La reazione alla pubblicazione dei Sonetti lo portò alla decisione di abbandonare Roma definitivamente in nome della più libera Venezia, allora considerata il centro anticortigiano per eccellenza. Al trentennio veneziano è legata la parte più florida della sua produzione letteraria, infatti, oltre alla composizione di numerosi poemi l'Aretino si cimentò nella stesura di opere teatrali: Il Marescalco (1533), la Talanta (1542), Lo Ipocrito (1542), Il Filosofo (1546), e la tragedia La Orazia (1546), per dedicarsi infine alla prosa trattatistica, aneddotica e agiografica.

Non vennero mai meno il sarcasmo e la spregiudicatezza che furono la peculiarità della sua intera opera, non esisteva persona, di qualsivoglia rango, che potesse sfuggire alla sua penna graffiante, nobildonne, cardinali, sovrani, di fronte a Pietro Aretino non erano che uomini e donne messi a nudo delle proprie perversioni, dei propri vizi, di quel peccato tutto umano che è la lussuria. Leggenda narra che sulla sua tomba fossero incisi i versi: Qui giace l'Aretin, poeta tosco/ di tutti parlò mal/ fuor che di Cristo/ scusandosi col dir: non lo conosco.

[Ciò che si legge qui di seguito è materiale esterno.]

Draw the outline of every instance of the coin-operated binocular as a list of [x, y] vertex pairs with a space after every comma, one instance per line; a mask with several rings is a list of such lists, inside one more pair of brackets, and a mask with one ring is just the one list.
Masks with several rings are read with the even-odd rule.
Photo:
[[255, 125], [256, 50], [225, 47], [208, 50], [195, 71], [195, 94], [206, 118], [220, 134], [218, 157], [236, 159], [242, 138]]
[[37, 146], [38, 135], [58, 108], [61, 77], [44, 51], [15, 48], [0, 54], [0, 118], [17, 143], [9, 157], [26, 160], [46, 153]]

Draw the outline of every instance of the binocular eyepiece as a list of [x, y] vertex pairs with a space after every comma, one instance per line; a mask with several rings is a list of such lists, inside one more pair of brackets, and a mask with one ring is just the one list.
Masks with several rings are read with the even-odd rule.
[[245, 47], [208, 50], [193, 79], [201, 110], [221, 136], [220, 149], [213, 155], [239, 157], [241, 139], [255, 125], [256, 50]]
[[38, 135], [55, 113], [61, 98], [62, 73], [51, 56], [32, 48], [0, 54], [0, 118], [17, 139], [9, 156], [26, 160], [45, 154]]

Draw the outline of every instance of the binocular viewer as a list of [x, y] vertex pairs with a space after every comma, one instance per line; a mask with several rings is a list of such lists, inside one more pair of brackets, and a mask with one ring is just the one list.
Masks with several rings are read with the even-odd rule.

Non ci sono prove certe che questo fosse l'epitaffio di Pietro Aretino, tuttavia mi piace credere nella loro autenticità poiché rispecchiano appieno l'animo di un poeta che visse la sua vita senza troppo curarsi di quella che era convenzionalmente definita “la comune decenza”, che non ebbe nessuna remora nell'offendere i potenti signori e le loro cortigiane predilette, che per ferire i suoi avversari usò l'unica arma che ebbe mai a disposizione: le parole.

Questo è un libro d'altro che Sonetti,

di Capitoli, d'Egloghe o Canzone;

qui il Sannazaro o il Bembo non compone

nè liquidi cristalli, nè fioretti.

Qui il Bernia non ha madrigaletti

ma vi son cazzi senza discretione;

ecci la potta, e 'l cul che gli ripone,

come fanno le scatole a' confetti.

E qui son gente fottute sfottute,

e di cazzi e di potte notomie,

e ne i culi molte anime perdute.

E ognun si fotte in le più leggiadre vie,

ch'a Ponte Sisto non sarian credute,

infra le puttanesche gerarchie. Et in fin le son pazzie

a farsi schifo di sì bon bocconi,

e chi non fotte ognun, Dio gli perdoni.